Moskwa na gwałt kusi lukratywnymi kontraktami zachodnie koncerny, by z ich pomocą złamać opór Polski i państw nadbałtyckich wobec gazociągu przez Bałtyk.
Przed październikowym szczytem UE - Rosja Gazprom sfinalizował też przejęcie połowy gazociągów niemieckiej firmy Wingas, która będzie rozprowadzać po Europie surowiec dostarczany przez Bałtyk. Norweski koncern StatoilHydro dostał udziały w spółce, która zapewni Rosjanom know-how, pieniądze i sprzęt na eksploatację złóż w Arktyce, które dostarczą gaz dla Nord Stream. W lipcu udziałowcem tej arktycznej spółki został już francuski Total - przypomniał dziennik.
Moskwa dba też o stworzenie wrażenia, że Nord Stream popierają polityczni dyrygenci Europy. Gazprom odstąpił Holendrom udziały Nord Stream w obecności Władimira Putina i premiera Holandii, pierwsi o wyborze partnerów do arktycznych złóż dowiedzieli się od Putina prezydent Francji i premier Norwegii.
Wystarczy uważnie przeczytać komunikaty o tych umowach, by odkryć, że większość z nich dopiero trzeba sprecyzować. Nie wiadomo, ile Holendrzy zapłacą za udziały w Nord Stream, kiedy niemieckie huty dostaną zamówienie na rury, a Włosi - na ich układanie. Szczegóły kontraktów z Total i StatoilHydro zostaną ustalone za dwa lata - czytamy w "GW".

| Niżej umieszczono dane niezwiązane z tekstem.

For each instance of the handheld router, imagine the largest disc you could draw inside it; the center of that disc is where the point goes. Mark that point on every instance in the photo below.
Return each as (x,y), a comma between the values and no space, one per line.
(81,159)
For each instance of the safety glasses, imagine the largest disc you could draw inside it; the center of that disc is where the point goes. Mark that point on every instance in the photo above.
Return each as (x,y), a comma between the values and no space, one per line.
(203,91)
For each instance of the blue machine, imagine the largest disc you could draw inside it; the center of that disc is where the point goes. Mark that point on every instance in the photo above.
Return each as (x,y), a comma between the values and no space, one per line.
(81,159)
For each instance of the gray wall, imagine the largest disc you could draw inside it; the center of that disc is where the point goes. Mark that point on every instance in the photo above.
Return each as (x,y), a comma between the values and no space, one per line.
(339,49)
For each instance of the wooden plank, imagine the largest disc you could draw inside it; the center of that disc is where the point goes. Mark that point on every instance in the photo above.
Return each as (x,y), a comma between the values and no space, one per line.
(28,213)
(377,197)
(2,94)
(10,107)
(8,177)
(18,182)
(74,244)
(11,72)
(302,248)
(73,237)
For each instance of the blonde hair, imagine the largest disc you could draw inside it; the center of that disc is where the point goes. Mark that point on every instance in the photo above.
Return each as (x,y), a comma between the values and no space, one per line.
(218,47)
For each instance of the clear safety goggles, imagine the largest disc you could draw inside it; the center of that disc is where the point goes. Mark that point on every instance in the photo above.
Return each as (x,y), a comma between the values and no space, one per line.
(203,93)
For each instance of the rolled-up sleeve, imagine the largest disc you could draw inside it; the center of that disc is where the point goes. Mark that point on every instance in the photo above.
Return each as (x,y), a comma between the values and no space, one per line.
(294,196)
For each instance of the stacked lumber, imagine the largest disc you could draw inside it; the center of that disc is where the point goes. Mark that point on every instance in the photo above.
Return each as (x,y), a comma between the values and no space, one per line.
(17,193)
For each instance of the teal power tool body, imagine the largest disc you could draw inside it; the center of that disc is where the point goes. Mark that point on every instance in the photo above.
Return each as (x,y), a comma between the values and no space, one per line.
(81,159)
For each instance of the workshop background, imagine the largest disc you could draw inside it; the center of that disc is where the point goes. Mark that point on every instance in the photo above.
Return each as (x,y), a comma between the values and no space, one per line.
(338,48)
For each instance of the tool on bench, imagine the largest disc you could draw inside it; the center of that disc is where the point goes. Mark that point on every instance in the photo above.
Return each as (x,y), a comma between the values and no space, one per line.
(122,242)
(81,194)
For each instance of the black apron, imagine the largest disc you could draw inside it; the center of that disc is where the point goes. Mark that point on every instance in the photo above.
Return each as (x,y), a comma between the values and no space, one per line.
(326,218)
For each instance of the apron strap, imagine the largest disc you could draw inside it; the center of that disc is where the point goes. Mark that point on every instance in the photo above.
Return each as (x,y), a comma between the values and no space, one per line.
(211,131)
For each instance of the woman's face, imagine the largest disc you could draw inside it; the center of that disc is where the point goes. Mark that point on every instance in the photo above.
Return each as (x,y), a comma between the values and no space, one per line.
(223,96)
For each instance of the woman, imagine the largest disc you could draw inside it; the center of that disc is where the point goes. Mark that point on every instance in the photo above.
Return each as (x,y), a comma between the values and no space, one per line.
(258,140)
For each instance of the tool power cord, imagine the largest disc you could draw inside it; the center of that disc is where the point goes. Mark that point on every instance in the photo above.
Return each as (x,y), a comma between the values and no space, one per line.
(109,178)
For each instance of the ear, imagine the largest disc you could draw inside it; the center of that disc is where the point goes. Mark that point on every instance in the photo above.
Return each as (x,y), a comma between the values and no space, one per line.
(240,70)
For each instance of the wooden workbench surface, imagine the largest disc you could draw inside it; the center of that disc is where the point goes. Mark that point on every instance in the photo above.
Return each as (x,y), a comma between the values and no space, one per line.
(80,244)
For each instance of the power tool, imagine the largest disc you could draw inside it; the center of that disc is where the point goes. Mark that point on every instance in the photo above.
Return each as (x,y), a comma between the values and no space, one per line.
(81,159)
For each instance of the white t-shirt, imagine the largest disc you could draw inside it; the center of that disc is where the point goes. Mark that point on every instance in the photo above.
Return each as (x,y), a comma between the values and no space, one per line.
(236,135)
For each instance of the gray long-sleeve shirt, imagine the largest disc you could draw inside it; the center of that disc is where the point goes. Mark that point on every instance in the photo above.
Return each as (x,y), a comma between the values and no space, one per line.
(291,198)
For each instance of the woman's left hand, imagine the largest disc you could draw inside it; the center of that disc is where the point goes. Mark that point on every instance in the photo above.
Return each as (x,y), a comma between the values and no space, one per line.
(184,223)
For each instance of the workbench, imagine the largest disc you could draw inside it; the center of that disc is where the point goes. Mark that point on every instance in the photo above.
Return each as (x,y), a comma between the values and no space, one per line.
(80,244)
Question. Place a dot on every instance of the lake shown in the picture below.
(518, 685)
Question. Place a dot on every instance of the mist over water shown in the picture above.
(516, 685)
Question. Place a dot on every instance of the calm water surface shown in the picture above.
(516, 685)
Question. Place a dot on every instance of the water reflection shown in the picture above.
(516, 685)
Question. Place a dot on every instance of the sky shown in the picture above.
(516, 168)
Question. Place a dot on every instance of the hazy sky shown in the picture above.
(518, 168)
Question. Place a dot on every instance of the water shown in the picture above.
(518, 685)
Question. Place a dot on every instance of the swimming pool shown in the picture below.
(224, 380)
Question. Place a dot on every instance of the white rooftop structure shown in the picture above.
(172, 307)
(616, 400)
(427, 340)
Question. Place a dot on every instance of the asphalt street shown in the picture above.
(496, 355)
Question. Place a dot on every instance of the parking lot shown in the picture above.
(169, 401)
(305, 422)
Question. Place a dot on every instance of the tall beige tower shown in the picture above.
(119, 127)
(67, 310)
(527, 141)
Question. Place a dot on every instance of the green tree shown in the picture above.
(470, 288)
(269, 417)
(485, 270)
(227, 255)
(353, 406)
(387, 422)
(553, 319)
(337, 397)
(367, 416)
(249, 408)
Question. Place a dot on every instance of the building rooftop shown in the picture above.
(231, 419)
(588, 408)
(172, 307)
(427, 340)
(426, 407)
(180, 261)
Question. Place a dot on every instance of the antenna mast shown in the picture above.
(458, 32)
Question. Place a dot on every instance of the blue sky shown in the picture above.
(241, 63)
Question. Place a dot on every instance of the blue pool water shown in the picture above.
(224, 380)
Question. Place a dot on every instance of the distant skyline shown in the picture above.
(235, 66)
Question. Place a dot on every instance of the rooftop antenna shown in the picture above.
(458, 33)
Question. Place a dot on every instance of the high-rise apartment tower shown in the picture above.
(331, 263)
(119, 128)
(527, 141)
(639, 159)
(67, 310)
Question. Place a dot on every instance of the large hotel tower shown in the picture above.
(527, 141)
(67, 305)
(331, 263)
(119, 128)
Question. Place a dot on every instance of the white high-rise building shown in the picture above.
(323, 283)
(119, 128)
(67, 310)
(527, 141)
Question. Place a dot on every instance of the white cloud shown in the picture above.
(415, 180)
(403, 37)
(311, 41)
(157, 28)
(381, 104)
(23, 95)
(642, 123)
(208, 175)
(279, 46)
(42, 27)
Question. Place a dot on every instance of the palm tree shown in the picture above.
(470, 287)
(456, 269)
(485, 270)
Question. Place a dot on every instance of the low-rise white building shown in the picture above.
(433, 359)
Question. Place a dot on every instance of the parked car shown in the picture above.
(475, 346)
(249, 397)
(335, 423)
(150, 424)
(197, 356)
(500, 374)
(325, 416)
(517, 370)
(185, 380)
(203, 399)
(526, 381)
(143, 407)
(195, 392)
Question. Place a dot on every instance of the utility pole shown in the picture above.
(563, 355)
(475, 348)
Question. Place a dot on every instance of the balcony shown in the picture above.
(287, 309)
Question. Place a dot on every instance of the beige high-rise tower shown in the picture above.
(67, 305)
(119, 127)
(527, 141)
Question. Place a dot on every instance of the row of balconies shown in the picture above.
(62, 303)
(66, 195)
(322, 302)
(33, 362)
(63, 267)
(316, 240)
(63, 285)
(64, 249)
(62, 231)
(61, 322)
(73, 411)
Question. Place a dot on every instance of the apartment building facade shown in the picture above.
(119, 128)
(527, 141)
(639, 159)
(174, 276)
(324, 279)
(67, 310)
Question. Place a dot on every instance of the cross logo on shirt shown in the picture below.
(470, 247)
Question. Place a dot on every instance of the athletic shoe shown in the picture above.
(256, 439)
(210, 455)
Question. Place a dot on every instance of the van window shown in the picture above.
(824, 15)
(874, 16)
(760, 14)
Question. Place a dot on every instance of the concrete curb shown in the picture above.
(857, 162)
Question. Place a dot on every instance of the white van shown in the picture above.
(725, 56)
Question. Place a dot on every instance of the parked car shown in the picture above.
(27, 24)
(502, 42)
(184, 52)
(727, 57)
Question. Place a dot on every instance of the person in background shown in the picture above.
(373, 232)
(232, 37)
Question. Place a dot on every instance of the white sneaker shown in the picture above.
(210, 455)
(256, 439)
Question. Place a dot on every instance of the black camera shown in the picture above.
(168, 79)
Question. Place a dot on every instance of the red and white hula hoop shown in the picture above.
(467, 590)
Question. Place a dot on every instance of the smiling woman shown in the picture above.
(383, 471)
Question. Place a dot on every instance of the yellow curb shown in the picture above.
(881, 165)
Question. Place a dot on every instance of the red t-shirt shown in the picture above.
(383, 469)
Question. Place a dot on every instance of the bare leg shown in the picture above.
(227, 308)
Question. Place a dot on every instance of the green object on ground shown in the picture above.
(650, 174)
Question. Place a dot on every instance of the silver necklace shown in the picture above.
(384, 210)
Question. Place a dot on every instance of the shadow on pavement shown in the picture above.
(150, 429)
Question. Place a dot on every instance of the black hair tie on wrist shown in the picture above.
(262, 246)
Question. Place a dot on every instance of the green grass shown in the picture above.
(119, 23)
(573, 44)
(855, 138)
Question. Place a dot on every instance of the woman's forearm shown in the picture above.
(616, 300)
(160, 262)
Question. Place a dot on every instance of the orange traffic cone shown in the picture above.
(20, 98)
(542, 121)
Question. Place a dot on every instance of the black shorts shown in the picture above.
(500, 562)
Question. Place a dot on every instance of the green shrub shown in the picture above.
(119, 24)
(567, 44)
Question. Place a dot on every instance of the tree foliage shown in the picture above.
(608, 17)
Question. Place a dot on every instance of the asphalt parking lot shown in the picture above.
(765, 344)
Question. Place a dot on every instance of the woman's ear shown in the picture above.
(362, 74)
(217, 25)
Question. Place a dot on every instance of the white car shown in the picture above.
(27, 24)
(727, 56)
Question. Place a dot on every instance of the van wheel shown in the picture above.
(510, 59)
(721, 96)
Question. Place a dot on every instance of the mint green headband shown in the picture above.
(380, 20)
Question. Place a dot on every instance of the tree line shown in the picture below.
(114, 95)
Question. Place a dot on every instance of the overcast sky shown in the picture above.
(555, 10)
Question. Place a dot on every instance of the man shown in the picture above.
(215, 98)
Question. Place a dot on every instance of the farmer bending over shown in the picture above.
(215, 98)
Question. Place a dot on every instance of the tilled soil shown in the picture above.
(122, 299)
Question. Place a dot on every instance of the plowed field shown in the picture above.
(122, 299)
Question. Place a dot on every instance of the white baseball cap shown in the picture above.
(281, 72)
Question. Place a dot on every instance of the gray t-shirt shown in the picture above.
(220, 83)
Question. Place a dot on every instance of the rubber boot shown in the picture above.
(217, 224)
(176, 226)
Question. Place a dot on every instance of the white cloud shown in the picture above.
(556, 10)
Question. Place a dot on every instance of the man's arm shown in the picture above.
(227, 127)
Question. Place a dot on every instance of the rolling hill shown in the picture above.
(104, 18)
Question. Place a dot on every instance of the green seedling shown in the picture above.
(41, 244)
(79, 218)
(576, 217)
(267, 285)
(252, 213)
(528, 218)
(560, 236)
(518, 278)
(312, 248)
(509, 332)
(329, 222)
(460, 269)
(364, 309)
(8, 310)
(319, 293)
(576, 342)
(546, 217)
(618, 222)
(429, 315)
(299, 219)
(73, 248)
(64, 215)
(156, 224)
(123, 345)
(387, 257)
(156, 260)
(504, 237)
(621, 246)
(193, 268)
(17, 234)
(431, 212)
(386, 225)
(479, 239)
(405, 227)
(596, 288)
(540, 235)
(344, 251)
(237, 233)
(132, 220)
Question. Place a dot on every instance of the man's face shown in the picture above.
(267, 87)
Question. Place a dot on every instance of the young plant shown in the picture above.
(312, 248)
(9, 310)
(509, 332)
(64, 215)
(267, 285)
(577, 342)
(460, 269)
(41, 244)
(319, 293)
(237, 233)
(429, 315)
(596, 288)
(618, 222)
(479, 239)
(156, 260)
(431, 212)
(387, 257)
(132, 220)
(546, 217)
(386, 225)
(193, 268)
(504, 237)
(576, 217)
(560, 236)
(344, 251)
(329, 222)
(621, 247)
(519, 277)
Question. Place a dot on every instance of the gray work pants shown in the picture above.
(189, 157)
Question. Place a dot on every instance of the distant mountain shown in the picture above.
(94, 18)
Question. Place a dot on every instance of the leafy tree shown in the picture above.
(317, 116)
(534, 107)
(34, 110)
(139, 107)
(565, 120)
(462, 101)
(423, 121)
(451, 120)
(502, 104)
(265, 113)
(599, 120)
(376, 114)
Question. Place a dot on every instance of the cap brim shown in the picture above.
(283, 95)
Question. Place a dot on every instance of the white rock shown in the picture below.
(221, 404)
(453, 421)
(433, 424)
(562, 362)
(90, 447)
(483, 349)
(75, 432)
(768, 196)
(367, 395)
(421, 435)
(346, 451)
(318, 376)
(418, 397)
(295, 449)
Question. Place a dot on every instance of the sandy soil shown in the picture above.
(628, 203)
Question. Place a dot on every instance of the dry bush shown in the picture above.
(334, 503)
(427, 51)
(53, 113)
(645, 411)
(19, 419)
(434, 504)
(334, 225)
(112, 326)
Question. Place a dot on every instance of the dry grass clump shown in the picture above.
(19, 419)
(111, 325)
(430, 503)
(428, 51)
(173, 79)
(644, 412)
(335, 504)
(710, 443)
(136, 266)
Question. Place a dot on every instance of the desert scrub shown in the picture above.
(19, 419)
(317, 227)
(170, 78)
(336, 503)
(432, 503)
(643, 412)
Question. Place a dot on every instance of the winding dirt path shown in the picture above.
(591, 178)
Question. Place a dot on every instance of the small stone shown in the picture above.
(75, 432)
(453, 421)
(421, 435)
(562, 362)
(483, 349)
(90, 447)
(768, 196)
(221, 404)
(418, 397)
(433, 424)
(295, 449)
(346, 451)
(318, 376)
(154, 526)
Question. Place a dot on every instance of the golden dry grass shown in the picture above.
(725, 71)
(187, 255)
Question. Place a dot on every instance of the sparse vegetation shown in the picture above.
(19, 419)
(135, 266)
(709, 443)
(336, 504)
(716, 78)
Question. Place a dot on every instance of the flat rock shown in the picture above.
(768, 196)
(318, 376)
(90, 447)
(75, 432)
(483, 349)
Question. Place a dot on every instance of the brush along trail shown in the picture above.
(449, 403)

Rosjanie nie mają wątpliwości, dlaczego Moskwa kusi zachodnie koncerny obietnicą lukratywnych kontraktów. "Władze Rosji kawałkami rury werbują sobie sojuszników w Europie" - ironicznie skomentował portal gazeta.ru umowę Gazpromu z Gasunie.
Ta kampania propagandowa ruszyła, bo budowa Nord Stream stoi pod znakiem zapytania z powodu oporu państw nadbałtyckich. Najpierw Warszawa wytknęła konsorcjum, że nie uwzględniło polskich praw do oceny inwestycji na wodach przy Bornholmie. Zamiast uwzględnić polskie prawa, Nord Stream wolało zmienić trasę rury.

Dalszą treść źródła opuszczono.